Trigonometric Graphs

The sine, cosine, and tangent functions each have unique characteristics when plotted as graphs.
The sin(θ) graph starts at the origin, peaks at 1, drops to -1, and then returns to the origin, completing a cycle. This pattern continues indefinitely. The period of the sin function is 2π.
The cos(θ) graph starts at 1, drops to -1, and then returns to 1, completing a cycle. This pattern also continues indefinitely. The period of the cos function is 2π just like the sin function.
The tan(θ) graph rises from negative infinity to positive infinity at π/2 and has vertical lines drawn at these points. These lines indicate asymptotes where the function is undefined. The function is cyclical with a period of π.

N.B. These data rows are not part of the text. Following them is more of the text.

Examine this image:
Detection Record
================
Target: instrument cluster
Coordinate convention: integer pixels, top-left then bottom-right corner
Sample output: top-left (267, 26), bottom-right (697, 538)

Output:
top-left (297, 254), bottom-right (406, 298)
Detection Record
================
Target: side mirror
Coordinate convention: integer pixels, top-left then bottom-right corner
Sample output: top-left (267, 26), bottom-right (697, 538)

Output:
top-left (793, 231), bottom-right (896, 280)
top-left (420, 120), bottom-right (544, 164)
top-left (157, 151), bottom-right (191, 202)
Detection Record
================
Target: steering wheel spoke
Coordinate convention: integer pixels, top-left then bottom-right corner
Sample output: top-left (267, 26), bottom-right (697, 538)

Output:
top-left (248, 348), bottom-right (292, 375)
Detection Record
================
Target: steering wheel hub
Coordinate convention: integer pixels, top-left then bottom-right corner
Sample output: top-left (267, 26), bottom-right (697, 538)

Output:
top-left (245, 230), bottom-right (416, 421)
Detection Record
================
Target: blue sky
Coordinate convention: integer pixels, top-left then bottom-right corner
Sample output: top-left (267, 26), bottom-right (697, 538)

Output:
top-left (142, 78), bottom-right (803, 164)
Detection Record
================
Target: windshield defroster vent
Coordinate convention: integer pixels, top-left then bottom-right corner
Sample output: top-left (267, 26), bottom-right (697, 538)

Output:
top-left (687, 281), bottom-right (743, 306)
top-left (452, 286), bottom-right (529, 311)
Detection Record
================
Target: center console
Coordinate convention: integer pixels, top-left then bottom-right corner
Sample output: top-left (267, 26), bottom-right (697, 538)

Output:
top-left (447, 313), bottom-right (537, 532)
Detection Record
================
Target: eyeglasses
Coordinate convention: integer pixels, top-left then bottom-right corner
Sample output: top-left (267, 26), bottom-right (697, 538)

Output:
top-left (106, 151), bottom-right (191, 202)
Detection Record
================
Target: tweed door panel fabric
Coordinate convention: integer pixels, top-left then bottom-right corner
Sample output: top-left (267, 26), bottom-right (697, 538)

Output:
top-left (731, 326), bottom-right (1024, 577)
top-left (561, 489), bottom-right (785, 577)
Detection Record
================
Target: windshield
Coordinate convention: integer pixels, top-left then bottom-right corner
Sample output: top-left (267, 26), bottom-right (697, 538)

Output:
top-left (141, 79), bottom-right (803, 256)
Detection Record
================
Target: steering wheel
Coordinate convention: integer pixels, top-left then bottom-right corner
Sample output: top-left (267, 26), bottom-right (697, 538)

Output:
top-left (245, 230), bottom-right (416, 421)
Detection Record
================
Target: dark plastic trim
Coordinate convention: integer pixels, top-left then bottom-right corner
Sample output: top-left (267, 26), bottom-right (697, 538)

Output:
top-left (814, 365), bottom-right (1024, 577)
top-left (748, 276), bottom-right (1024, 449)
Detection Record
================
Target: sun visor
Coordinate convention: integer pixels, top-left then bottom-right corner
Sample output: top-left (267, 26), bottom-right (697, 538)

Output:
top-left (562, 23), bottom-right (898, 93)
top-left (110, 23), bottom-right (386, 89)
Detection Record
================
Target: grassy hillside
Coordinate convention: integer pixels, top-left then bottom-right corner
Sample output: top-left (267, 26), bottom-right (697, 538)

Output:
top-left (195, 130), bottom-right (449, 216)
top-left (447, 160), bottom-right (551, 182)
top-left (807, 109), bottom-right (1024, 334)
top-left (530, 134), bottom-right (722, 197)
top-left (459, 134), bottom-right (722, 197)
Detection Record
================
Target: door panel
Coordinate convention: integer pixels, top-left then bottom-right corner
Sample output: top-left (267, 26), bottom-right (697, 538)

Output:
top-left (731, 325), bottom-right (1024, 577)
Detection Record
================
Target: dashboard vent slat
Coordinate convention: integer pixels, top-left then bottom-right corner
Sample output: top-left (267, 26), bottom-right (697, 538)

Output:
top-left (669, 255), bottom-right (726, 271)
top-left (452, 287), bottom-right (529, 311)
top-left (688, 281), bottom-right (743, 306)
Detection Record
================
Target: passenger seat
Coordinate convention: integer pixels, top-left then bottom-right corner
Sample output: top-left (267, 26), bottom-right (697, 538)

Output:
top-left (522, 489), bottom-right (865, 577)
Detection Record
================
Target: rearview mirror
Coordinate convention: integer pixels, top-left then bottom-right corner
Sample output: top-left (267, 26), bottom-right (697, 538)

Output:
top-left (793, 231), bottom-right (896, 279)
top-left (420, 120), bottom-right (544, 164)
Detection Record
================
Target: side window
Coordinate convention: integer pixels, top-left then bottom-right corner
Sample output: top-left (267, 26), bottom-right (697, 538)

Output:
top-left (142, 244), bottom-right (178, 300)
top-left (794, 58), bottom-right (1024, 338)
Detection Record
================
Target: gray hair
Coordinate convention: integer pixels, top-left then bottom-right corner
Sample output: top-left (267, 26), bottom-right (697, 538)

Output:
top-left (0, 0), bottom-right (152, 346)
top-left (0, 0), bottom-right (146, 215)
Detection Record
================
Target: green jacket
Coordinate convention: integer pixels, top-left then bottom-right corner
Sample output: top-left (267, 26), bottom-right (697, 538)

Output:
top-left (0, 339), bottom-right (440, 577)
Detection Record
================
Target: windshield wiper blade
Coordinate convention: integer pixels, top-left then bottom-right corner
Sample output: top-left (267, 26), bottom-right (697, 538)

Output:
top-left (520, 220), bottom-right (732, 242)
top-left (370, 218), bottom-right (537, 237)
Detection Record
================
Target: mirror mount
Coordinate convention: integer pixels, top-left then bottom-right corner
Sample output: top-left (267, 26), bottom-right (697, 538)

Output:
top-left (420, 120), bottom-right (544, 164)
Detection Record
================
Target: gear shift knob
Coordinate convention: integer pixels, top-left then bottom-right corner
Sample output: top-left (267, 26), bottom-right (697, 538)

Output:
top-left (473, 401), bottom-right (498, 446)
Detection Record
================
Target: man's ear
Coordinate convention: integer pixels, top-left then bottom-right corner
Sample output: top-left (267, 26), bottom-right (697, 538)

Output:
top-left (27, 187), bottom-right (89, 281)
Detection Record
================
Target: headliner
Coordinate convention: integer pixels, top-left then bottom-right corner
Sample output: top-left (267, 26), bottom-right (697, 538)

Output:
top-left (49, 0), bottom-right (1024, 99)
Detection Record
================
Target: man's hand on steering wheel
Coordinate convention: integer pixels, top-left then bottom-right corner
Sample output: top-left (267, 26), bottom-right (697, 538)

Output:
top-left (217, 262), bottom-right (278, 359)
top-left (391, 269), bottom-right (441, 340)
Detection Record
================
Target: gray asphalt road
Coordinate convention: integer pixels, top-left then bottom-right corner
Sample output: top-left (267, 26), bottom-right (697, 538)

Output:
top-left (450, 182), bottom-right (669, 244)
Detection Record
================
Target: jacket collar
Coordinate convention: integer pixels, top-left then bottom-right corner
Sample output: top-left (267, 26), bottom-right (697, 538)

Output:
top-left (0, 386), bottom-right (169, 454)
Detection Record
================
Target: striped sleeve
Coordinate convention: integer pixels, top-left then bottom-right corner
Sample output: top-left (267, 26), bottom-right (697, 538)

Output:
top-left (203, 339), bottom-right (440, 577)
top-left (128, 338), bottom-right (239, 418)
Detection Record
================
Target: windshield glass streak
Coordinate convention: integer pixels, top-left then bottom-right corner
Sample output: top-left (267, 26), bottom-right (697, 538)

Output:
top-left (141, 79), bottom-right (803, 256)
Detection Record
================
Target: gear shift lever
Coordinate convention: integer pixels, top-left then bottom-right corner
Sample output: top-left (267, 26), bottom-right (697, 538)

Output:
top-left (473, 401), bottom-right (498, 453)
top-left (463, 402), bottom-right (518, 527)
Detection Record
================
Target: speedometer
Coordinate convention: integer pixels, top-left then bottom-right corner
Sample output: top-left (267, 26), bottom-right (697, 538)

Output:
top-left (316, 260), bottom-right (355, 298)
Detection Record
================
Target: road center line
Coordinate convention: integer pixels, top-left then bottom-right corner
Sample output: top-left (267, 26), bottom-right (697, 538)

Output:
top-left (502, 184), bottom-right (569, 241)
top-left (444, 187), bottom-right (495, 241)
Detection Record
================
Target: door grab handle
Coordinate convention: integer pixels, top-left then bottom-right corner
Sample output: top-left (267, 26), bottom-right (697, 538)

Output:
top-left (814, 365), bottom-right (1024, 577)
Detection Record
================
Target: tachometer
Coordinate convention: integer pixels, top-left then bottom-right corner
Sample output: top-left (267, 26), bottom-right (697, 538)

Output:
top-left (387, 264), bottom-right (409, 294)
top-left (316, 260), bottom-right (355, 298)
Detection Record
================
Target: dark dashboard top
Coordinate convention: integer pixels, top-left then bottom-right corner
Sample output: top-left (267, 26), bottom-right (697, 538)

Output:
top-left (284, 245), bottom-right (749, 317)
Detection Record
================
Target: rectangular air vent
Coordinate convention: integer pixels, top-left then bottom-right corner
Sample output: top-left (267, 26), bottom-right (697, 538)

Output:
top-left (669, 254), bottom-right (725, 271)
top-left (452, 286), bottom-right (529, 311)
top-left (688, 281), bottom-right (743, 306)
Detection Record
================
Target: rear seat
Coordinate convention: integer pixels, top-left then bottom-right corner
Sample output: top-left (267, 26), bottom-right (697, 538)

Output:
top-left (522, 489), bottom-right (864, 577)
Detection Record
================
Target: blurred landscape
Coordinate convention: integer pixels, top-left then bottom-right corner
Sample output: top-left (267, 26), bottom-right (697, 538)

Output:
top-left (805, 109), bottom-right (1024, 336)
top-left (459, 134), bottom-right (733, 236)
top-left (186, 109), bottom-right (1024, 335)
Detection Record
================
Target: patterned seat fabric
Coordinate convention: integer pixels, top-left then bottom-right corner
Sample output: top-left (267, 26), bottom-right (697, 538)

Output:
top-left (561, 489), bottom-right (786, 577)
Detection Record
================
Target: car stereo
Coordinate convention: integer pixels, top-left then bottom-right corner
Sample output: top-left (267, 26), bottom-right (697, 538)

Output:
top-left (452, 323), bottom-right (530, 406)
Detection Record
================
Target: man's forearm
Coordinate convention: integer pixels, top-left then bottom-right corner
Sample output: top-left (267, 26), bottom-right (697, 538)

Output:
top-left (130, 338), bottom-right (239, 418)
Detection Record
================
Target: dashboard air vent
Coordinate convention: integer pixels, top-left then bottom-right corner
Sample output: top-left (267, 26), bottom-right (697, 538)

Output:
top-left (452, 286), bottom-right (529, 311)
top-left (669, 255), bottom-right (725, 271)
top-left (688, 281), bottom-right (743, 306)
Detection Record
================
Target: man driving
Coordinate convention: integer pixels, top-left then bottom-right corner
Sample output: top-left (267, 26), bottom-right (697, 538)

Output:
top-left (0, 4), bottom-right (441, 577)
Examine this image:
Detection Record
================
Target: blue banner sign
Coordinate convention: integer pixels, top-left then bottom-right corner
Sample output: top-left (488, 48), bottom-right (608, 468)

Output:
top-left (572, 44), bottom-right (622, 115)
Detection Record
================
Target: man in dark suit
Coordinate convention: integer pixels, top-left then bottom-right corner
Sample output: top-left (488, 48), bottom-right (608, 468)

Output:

Transformations of Trigonometric Graphs

Trigonometric graphs can be transformed in four ways: translation, dilation, reflection, and rotation.
Dilation is the stretching or shrinking of the graph. When the function is multiplied by a constant factor, it changes the amplitude. For example, in y = A sin(θ), A is the amplitude.
Translation is the shifting of the function’s graph along the x or y axis. This is achieved by adding or subtracting a constant from the functions. For example, in y = sin(θ) + C, C translates the graph vertically.
Reflection is the flipping of the graph over the x or y axis. Multiplying the function by -1 will achieve a reflection. For example, y = -sin(θ) reflects the sin graph in the x-axis.
Rotation is achieved by adding or subtracting a constant from the angle θ. It shifts the phase of the function. For example, y = sin(θ + B) will shift the sin graph to the left if B > 0, and to the right if B < 0. B is referred to as the phase shift.

By understanding these rules and their effects on the graph of trigonometric functions, it becomes easier to interpret and sketch these graphs. Remember to always consider the effect of each transformation individually and then apply them in combination.